Unfortunately, the government selected 380-399.9 Mhz as the frequency range for their new communications system. Chamberlain and Genie openers generally use 390 Mhz. So, when Eglin initially tested the system, dozens of garage door openers throughout the neighboring area wouldn’t work.

A Meeting of Minds

Joe Giangrosso, Gulf Area Frequency Coordinator at Eglin, invited DASMA opener manufacturers to the August meeting to talk to base experts and to see how the radio system works. Representatives from Byan Systems, Chamberlain, GTO, Linear, Marantec America, Select Engineered Systems, Genie, Wayne-Dalton, and Allstar attended, along with Joe Hetzel, DASMA technical director.

The meeting was no small affair. Television and other news media covered the event, and representatives from the Pentagon, the FCC (Federal Communications Commission), and the NTIA (National Telecommunications and Information Administration) attended via a telephone conference.
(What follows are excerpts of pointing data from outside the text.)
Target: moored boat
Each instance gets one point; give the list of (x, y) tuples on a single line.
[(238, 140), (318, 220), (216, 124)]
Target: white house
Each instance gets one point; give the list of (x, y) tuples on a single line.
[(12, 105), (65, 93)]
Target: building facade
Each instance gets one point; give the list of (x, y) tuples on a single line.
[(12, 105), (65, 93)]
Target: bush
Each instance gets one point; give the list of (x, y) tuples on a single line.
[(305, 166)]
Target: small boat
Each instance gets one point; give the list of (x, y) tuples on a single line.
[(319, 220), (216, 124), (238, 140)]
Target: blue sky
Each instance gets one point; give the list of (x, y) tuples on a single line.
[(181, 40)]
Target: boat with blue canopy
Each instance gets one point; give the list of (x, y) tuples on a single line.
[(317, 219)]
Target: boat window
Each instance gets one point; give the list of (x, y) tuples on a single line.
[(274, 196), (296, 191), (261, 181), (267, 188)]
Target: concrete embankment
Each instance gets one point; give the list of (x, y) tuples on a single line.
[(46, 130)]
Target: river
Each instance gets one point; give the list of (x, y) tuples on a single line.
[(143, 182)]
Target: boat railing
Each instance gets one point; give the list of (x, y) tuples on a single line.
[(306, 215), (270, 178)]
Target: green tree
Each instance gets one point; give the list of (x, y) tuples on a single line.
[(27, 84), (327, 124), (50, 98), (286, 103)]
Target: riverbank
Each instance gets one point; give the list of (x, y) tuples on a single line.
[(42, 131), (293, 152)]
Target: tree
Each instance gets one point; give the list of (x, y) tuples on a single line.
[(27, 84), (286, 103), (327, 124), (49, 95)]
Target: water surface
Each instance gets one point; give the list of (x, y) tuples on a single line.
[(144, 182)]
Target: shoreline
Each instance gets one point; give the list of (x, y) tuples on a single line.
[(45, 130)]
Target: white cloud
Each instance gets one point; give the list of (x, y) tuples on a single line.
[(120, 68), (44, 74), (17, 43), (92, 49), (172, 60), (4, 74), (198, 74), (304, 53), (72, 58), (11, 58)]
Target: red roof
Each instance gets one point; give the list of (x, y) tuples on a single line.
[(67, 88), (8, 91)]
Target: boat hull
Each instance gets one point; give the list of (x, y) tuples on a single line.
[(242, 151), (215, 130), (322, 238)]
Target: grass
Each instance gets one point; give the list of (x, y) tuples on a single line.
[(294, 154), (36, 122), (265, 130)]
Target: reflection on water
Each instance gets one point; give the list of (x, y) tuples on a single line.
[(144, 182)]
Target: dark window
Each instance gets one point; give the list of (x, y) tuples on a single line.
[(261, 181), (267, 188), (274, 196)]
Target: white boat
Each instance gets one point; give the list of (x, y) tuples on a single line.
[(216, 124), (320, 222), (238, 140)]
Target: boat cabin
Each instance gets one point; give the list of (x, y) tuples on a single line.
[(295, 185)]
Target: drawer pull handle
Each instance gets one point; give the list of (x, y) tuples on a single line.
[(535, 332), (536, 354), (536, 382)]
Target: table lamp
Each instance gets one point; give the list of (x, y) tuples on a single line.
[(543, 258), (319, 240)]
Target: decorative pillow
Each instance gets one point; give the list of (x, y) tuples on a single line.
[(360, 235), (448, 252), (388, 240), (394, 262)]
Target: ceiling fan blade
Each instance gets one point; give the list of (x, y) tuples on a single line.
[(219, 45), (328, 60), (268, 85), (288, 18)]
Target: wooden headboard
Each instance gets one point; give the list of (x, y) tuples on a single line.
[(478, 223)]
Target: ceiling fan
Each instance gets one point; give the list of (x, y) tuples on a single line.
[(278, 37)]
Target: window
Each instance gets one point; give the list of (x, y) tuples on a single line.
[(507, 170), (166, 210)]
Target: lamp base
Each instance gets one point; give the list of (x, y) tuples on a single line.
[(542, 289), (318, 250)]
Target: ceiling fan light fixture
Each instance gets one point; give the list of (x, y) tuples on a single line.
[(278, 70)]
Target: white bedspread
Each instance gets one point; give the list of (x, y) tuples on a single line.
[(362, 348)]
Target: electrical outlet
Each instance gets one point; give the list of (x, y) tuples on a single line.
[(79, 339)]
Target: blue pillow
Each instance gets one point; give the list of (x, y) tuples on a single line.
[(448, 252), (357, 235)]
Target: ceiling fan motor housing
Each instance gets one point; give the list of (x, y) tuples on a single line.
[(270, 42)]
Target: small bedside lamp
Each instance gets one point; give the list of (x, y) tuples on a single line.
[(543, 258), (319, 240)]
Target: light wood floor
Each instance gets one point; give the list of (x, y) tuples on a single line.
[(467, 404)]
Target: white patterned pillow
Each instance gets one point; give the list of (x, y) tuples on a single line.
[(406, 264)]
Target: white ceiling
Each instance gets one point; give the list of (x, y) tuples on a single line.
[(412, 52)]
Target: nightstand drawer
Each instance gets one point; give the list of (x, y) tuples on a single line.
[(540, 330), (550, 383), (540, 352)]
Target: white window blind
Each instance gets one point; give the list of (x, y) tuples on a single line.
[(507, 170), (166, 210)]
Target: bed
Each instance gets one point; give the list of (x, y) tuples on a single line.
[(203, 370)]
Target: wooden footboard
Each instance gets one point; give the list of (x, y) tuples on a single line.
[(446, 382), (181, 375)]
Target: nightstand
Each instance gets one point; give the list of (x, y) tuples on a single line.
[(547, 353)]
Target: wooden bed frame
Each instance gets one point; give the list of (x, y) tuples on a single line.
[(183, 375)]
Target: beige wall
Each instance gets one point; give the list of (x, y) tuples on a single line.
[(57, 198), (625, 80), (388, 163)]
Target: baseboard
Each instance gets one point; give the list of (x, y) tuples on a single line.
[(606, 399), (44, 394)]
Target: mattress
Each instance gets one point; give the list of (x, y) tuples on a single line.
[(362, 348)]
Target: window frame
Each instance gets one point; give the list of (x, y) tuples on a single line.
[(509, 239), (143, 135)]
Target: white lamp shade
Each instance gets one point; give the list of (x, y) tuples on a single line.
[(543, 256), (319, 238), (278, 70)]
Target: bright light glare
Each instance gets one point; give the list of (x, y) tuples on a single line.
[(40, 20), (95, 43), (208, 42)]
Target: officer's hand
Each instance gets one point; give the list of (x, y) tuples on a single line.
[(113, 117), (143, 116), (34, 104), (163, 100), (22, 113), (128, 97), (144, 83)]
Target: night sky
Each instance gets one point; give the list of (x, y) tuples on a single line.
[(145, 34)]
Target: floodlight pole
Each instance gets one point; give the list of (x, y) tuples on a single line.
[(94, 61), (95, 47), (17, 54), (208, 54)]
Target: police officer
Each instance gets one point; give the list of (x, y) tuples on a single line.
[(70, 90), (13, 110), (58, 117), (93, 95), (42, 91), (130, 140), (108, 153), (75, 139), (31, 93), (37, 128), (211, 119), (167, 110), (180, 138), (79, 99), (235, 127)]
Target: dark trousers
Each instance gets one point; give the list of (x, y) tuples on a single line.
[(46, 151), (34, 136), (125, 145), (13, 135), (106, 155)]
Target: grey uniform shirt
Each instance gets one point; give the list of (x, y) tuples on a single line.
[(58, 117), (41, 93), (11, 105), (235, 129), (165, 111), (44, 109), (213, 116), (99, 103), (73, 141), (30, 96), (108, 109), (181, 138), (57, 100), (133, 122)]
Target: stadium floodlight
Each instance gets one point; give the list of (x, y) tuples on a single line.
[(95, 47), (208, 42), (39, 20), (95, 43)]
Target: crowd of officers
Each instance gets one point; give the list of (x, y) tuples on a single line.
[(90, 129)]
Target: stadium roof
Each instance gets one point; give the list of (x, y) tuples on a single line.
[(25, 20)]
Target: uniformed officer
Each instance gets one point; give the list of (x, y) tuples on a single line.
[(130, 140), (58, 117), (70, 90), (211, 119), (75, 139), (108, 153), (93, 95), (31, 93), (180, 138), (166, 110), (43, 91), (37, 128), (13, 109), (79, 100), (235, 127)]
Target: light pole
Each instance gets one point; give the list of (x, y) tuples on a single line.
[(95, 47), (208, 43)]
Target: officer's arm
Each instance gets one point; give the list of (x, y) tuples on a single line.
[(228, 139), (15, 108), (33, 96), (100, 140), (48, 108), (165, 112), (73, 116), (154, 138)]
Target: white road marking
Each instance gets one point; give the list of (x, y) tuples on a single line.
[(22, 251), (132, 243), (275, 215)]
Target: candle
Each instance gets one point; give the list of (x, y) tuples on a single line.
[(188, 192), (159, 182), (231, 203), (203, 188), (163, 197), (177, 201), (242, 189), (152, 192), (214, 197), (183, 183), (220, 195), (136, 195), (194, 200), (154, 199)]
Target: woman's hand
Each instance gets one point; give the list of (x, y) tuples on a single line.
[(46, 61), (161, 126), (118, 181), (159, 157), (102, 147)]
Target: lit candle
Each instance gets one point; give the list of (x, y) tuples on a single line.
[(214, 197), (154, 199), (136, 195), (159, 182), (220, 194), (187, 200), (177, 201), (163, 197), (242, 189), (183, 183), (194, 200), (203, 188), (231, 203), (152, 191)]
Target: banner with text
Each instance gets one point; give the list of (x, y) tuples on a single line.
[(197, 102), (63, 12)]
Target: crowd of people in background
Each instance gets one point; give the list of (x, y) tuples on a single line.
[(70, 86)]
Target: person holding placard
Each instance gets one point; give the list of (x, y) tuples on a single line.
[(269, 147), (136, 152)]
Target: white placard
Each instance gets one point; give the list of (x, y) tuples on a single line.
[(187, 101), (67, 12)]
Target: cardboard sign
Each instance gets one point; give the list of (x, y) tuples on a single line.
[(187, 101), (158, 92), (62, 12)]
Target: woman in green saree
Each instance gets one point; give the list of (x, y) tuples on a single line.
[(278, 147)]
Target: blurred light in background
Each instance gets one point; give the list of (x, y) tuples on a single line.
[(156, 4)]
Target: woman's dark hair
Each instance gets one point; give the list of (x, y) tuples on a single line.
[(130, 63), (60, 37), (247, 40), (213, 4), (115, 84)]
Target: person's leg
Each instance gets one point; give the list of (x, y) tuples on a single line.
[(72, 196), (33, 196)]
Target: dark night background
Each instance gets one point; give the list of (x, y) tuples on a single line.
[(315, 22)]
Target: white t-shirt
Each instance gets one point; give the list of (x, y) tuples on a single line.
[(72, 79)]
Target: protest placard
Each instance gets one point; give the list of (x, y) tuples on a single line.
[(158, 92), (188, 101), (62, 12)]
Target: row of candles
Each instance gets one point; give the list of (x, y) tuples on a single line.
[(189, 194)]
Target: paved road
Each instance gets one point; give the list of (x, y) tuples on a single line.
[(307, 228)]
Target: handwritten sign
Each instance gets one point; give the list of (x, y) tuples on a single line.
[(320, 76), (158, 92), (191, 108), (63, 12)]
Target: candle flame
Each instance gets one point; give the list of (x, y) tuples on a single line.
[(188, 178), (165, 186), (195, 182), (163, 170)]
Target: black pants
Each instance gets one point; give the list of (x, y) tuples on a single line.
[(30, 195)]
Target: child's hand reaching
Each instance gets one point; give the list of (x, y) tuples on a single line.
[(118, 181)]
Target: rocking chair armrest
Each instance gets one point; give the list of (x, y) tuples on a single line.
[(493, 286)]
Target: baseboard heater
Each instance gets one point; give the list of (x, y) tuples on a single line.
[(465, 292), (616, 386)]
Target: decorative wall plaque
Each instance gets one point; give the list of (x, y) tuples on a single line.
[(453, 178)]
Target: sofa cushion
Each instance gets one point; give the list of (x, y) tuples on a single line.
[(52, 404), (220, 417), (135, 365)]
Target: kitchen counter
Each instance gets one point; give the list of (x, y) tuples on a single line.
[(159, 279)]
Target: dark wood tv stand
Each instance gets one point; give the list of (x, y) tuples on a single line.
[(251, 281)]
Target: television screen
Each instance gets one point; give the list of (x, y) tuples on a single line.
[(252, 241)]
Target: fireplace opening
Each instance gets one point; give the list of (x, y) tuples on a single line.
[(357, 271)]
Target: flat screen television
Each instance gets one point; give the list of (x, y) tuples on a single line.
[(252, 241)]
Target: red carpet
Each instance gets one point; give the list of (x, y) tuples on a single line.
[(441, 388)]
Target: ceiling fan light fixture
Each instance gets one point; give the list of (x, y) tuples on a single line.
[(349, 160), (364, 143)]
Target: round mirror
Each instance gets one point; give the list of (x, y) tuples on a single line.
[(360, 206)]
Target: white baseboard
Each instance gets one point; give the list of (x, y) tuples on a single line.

Colin Willmott, Chamberlain’s director of engineering/international liaison, spoke at the meeting on behalf of opener manufacturers. Willmott knows that the government holds the rights to those frequencies, and that the situation is politically delicate for our industry.

Advance Notice

“We know they own the (380-400 Mhz) band,” says Willmott. “It’s okay to require us to move, but I said they need to give us time to move our frequencies and replace equipment. They said they obviously made a mistake, but it was too late to do much about it.”

Our industry would not have a problem with manufacturing new transmitters and receivers to operate outside of the 380-400 Mhz spectrum. However, the problem centers on existing openers in the field. All affected units would need new receiver/transmitters that operate outside the 380-400 Mhz band.

A Billion-Dollar Service Bill

Willmott cited a few startling statistics at the meeting. “I told them that in the U.S., there are perhaps 40 million units that are using the 390 MHz frequency,” he says. “Nobody knows who’s going to pay to fix all these openers. I told them this could easily cost consumers a billion dollars.”

The Math: If only 20 percent of 40 million units report problems, then 8 million units would be serviced. If each service costs $100, then the total cost is $800 million, just short of a billion dollars.

Thanks to Willmott’s considerable international experience, he added another factoid at the meeting. “I also said the U.S. was the only civilized country in the world that doesn’t have an allocated frequency for low-power devices,” he recalls. “They seemed sensitive to that statement.”

The Next Episode

According to a press release from Eglin, FCC officials will contact DASMA again to work on a joint resolution. The next meeting was expected to take place in Washington, D.C., in September.